Overall 84, Ceiling 89
The following college prospects deserve some consideration as late(r) round picks
Kendall Wright- I tend to think that Robert Griffin and the weak Big XII made him look better than he is, but he’s worth consideration as the 4th or 5th WR in this class.
Stephen Hill- Undoubtedly, Stephen Hill will be picked high by some losing franchise that doesn’t understand that track players than don’t make an impact at the college level will NEVER become elite receivers. I’m thinking Washington, Jacksonville or Cleveland will step up to get Hill. The comparisons to Calvin Johnson are ridiculous, he’s more like Demarius Thomas who is garbage. Hill is worth a late middle/late round pick. Not much earlier unless the team is in desperate need of at receiver. He won’t be playing much for 2 or 3 years. Consider him Darius-Heyward Bey.
Alshon Jeffery- Just two years ago this guy looked like the best SEC receiver ever. He wasn’t the typical Spurrier WR either. He was one of the only WRs to match up and beat Janoris Jenkins several times. Apparently he got really fat and slow. This is very bizarre but I’d rather have him over Stephen Hill. Jeffery has elite body control and hands, but isn’t that fast. Very late 2nd round or early 3rd round seems appropriate. Prior to this season I believed he was top receiver in this class. Teams can’t take a player in the first 2 rounds unless the player is a sure thing (starter). Jeffery isn’t a sure thin.

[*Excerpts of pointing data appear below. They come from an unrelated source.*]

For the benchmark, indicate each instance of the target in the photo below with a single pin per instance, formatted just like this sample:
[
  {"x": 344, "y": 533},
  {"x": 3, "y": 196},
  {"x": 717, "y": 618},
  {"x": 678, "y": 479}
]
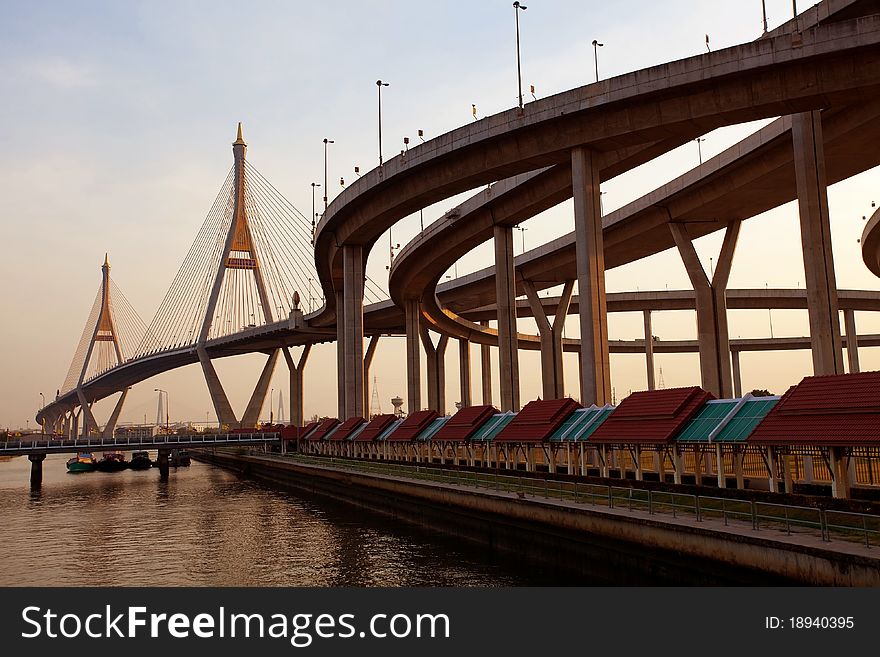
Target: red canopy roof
[
  {"x": 841, "y": 409},
  {"x": 324, "y": 428},
  {"x": 537, "y": 421},
  {"x": 375, "y": 428},
  {"x": 465, "y": 423},
  {"x": 651, "y": 416},
  {"x": 413, "y": 425},
  {"x": 347, "y": 428}
]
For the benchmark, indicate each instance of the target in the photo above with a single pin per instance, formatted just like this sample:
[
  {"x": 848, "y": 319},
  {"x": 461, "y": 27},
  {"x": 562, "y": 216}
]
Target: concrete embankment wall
[{"x": 603, "y": 544}]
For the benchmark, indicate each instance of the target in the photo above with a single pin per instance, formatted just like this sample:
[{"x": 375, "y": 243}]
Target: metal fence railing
[{"x": 760, "y": 516}]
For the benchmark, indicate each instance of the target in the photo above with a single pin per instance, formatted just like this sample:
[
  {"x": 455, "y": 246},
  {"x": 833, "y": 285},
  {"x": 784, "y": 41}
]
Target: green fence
[{"x": 764, "y": 516}]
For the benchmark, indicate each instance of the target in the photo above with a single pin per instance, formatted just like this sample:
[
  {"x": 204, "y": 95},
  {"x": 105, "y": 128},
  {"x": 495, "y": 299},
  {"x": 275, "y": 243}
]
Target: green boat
[{"x": 84, "y": 462}]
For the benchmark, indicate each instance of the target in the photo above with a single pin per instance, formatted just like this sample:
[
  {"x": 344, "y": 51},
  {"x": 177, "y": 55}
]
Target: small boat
[
  {"x": 112, "y": 462},
  {"x": 179, "y": 458},
  {"x": 84, "y": 462},
  {"x": 140, "y": 461}
]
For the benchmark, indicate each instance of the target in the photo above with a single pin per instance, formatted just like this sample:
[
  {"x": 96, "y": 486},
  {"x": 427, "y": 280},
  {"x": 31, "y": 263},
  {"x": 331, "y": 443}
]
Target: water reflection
[{"x": 206, "y": 526}]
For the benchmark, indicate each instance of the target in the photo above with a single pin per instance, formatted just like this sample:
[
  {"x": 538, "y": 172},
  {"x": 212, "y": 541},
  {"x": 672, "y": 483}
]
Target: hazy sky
[{"x": 116, "y": 128}]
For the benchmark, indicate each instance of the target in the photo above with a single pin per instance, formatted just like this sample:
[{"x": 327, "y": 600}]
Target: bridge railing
[
  {"x": 761, "y": 516},
  {"x": 99, "y": 444}
]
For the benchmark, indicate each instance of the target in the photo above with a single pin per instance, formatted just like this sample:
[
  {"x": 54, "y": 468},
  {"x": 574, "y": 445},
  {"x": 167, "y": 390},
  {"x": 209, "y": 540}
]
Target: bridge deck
[{"x": 61, "y": 446}]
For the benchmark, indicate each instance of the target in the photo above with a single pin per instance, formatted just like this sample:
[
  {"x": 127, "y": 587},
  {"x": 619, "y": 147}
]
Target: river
[{"x": 205, "y": 526}]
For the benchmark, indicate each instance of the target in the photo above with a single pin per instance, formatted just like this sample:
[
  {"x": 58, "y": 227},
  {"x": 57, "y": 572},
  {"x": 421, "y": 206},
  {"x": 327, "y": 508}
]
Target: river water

Rueben Randle- I tend to think that Randle is closer to the ‘can’t get on the field LSU WRs’ rather than closer to Early Doucet or Dwayne Bowe. But he’s worth consideration in the late rounds.
Brian Quick- Little known D1-aa WR that has elite straight line speed and size. Played well at the Senior Bowl. Understandably, he faced competition that could never play major Division-1 football but he’s worth a late round pick. 202 catches in his Appalachian State career and likely could start at ANY college football program.
Marquis Maze- Small, but strong work ethic and intangibles make him an interesting late(r) pick. Teams that target (and need) slot receivers could justify a reach for him and not regret it.
Tyler Shoemaker- A tall, tough Boise State receiver with good hands. Somewhat like the Buffalo Bill’s (former Gator) David Nelson but Shoemaker is tougher but not as smooth.
The following college prospects deserve no consideration as late(r) round picks
I don’t see any guys that are so much worse than the rest here.
Any remaining unlisted wide receivers with character issues should be immediately removed from draft boards.
Ryan Broyles- The NCAA’s leader in receptions and considered by far the best player on Oklahoma by his teammates. Had a major knee injury that has destroyed his draft stock. I know Oklahoma hasn’t produced an elite receiver in decades and Broyles is small. Broyles is also tough, hard working and has great hands.
Chris’ Top Tight End Prospects (NFL Draft Rankings By Position)
I don’t see anyone here that I’d pick in the first round that is significantly better or provides more upside than the players in free agency. The success of these tight ends will depend largely on their role in their new offense. Basically, nobody stands out in terms of pass catching ability. I’m sure there are a few guys that can block well, those guys deserve consideration as late picks. There’s no Rob Gronkowski or Jimmy Graham in this class.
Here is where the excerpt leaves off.